Beck is no revolutionary. What he wants, concretely, are insurance systems that encompass risks and where risks are uninsurable, the industries and research institutes producing them should be closed down by commercial pressures. Legal norms need to change, in order to apportion responsibility; to the genetics researchers, to the drugs companies, to the doctors, to the patients.

Victims have to prove too much, he argues: it is time the onus of proof shifted to the research institutes and the industries producing new products and processes. "Establishing correlation standards as the foundation for the legal recognition of damage" would accomplish a great deal.

In Germany he has been hailed as a successor to Jurgen Habermas; as a contemporary theorist, a "public intellectual", mixing it in public debates. The fuss surrounding the German government's repatriation of spent nuclear fuel for reprocessing has, typically, seen him popping up as a commentator and critic.

But what of love? In Die Zeit the other day a columnist built a delightful piece around a glimpse he had had on the banks of the Rhine in Bonn just by the parliament building of a couple on a bench canoodling - I think that is the best translation. He meditated on the incongruity of love and politics, especially in federal Germany, where sex scandals are almost unknown and politics generally lacks, as he put it, any erotic spark.

Beck - increasingly a frequent visitor to Bonn since his appointment to Helmut Kohl's Commission on the Future - would not agree. He knows what motivates that couple. It is love, our secular religion, a compound of transcendence, experience, salvation, truth.

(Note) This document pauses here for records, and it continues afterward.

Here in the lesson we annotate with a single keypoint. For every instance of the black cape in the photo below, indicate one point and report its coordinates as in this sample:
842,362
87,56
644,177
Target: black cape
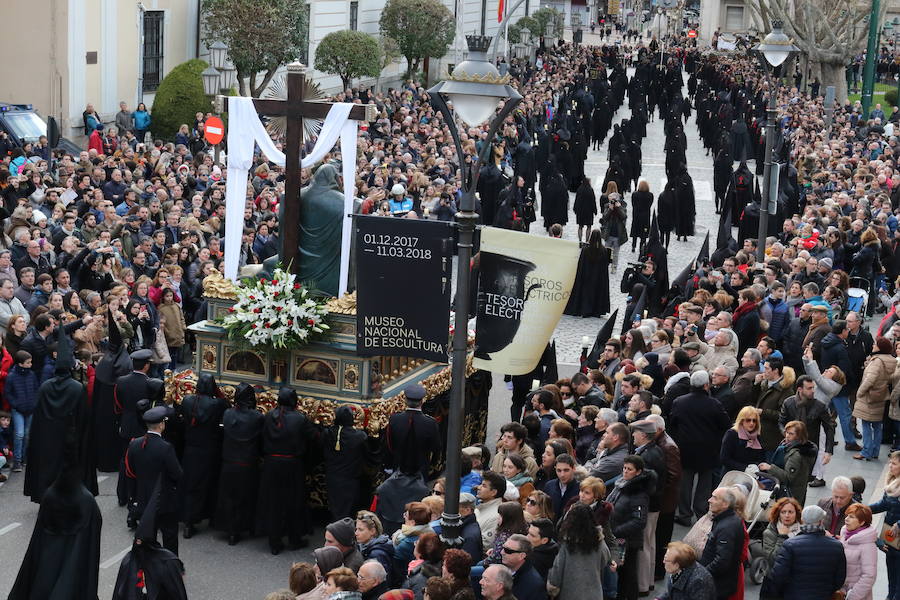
63,558
590,293
115,362
61,404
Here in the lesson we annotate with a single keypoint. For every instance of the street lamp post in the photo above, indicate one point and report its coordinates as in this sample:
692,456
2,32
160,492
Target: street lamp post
771,53
475,88
219,76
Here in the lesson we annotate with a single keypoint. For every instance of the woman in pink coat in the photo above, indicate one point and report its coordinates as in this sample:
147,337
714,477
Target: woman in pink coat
858,537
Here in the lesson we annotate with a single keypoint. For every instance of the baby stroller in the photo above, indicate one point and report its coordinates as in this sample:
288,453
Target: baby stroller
858,296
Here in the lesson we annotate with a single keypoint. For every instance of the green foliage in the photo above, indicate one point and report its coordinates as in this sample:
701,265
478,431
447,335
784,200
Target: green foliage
179,98
421,28
349,54
261,36
546,16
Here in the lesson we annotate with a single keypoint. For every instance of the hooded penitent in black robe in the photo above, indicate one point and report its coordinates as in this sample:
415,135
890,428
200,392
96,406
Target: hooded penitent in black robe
202,413
345,454
239,479
149,571
61,404
63,558
287,436
590,293
115,363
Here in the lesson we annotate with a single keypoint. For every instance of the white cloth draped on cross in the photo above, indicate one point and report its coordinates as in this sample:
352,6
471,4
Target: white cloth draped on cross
245,131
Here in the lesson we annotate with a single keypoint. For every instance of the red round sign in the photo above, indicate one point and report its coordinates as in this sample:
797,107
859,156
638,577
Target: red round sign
214,130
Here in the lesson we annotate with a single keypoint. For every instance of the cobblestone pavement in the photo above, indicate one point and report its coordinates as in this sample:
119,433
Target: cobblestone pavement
570,330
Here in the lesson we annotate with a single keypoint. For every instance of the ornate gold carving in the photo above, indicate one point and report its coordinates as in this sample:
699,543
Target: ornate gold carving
351,376
459,75
209,357
345,305
216,286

Love is not just bound up with politics but - here is the excitement of his theorising - also with the polluted water of the River Rhine flowing in front of that couple. Love and the physical environment may sound like odd bedfellows; that they can convincingly be linked in a theory of society is what makes Beck's sociology compellingly relevant to us all.

Here is Beck on love: "Perhaps poverty can be eliminated and inequalities reduced; perhaps military and technological risks too. Love, in contrast, cannot be targetted, invoked or coerced into existence, nor can any institution resist it." What that couple are up to goes to the heart of one of the key processes of modernity. "The era which has fallen in love with love, at the peak of its technical and rational prowess, is abandoning itself to perhaps the last kind of happiness that resists rational powers, evades the grasp of modern thinking."

But not entirely. Love and the processes of "individualisation" are a powerful social dynamic. "The old kind of relationship involved suppressing the woman's initiative, but also gained its resilience from this fact," he wrote in The Extraordinary Chaos of Love, co-authored with his partner Elisabeth Beck-Gernsheim. "The new kind has to cater for two separate biographies, or at least the claim to them. Perhaps the resulting squabbles and misery are only the product of an unfortunate interim stage."